Oh iya ... hari ini kan minggu ...
Aku membasuh wajahku dan menyikat gigiku hingga kembali putih bersih. Setelah mengeringkan wajahku aku segera keluar dari kamar dan menuruni tangga untuk bertemu adik perempuanku itu.
"Pagi kak!"
Gadis pendek dengan rambut hitam sebahu. Kaos hijau dan celana pendek. Bola mata hitam yang memantulkan sedikit cahaya nya itu entah kenapa selalu membuat ku lebih bersemangat menjalani hariku.
Okino Hanabi, itu lah namanya. Kembang api, itulah artinya. Sesuai dengan arti namanya, Hanabi selalu membuat kehebohan dan selalu bisa membuatku tersenyum di pagi hari. Hanya Hanabi lah yang menemaniku sejak ibu pergi ke luar kota dua tahun lalu.
Untungnya adikku ini pintar memasak dan selalu bisa diandalkan untuk urusan pekerjaan rumah. Walau aku terkadang membantunya menyapu atau mengepel jika ia kelelahan atau jatuh sakit.
Canda tawa selalalu mengisi waktu sarapan pagi yang hangat bersamanya. Walau hari ini adalah akhir musim dingin, dan diluar dingin masih terasa menusuk kulit.

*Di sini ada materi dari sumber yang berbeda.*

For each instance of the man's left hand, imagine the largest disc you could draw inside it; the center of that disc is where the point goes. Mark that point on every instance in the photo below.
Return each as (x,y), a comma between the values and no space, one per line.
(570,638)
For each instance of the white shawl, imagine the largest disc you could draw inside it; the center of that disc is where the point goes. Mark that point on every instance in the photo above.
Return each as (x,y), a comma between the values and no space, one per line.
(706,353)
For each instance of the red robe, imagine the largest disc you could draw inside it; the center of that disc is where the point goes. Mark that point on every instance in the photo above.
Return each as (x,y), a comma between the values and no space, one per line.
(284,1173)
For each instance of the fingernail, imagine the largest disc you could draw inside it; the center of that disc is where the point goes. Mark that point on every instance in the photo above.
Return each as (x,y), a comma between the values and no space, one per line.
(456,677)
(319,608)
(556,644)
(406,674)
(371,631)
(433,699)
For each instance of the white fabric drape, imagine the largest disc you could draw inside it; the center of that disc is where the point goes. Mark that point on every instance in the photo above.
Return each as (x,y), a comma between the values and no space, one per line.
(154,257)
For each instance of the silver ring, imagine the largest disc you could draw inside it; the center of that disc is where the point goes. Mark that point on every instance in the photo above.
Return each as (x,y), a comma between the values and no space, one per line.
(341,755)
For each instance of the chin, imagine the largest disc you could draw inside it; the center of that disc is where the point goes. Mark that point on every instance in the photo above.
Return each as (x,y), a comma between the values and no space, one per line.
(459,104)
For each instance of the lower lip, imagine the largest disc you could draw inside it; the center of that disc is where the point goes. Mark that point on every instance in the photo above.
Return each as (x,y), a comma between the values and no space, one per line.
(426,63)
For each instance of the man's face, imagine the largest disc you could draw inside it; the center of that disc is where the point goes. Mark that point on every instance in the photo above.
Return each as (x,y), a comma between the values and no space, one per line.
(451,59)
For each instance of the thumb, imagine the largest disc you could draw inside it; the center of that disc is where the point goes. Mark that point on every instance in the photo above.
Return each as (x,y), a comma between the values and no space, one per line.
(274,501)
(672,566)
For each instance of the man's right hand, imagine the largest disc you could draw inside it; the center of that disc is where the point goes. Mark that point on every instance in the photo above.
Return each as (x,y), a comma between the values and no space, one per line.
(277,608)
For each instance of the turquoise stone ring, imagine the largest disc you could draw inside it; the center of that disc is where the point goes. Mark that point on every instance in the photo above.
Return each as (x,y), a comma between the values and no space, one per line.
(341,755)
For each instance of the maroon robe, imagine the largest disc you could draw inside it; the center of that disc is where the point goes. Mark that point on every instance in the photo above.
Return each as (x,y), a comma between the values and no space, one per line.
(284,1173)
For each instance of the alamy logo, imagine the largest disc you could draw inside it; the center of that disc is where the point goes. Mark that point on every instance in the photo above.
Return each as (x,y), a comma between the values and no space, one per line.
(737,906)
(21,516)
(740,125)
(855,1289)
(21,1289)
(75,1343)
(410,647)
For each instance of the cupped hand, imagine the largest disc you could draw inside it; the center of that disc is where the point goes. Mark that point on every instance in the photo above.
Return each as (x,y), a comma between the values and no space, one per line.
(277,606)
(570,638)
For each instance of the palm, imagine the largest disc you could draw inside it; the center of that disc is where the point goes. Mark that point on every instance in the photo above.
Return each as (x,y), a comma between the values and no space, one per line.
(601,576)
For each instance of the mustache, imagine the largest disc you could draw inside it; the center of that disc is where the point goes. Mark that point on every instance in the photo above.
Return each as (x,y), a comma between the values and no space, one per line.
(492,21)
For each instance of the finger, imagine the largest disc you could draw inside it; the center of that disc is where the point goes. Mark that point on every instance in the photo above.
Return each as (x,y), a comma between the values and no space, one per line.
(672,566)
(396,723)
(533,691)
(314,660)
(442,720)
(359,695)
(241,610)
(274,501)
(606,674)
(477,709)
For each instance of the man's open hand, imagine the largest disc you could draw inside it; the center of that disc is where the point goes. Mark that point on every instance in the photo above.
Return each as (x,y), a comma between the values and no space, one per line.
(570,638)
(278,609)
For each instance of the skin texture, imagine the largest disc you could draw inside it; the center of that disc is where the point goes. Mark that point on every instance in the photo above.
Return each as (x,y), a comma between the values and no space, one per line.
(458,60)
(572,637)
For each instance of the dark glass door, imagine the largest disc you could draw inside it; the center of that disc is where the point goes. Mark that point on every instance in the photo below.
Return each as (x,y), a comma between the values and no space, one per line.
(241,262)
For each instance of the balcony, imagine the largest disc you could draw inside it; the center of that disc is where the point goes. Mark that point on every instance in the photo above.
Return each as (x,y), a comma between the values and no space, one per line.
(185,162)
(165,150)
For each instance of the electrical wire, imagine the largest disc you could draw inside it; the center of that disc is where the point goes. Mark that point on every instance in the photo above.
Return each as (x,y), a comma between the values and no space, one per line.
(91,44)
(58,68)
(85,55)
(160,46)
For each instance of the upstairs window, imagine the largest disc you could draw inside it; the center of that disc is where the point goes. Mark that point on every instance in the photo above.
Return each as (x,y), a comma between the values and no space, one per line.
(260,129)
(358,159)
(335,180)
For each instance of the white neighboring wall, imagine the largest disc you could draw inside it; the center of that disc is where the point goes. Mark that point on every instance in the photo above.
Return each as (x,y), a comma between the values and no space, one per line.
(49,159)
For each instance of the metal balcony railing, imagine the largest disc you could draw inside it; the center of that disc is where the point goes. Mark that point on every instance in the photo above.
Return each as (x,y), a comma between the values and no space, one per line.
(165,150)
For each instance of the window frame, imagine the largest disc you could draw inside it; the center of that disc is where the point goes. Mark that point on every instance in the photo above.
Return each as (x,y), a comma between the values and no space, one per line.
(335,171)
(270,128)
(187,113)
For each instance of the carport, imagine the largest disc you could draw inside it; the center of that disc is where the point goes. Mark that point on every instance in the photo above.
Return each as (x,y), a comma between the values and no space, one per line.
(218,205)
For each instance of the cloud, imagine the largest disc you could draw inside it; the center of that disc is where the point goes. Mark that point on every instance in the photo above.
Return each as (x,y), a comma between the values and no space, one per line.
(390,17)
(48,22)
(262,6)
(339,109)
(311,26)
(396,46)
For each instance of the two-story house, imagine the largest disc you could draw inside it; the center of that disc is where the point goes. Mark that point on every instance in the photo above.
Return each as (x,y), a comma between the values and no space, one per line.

"Kak Kaito ... uang bulanan kita habis loh ...," ujar Hanabi sembari membereskan alat makan yang ada di atas meja makan.
"Ohh ... padahal aku gak pengen keluar hari ini," karena diluar masih dingin dan rasa malasku terus saja menghalangiku.
"Ya udah ... besok kita gak makan," ancam Hanabi sembari mencuci piring di wastafel dapur.
"Iya iya ... huff," aku menghela nafas dan kembali menaiki tangga dan masuk ke kamarku yang jujur saja, sangat berantakan.
Buku buku yang tergeletak tak beraturan diatas meja belajar yang ada di seberang ranjangku. Selimutku yang setengahnya berada di lantai. Bantal yang terjatuh ke lantai pula.
Ya ampun ... nanti aja deh beresinnya ...
Aku segera mandi dan mengganti pakaianku. Aku memakai kaos dan celana panjang warna hitam. Tak lupa aku mengambil jaket hitamku yang tergantung di pintu kamar. Setelah mengambil dompet dan ponsel aku meletakan kedua nya masing masing di kedua sisi saku celanaku.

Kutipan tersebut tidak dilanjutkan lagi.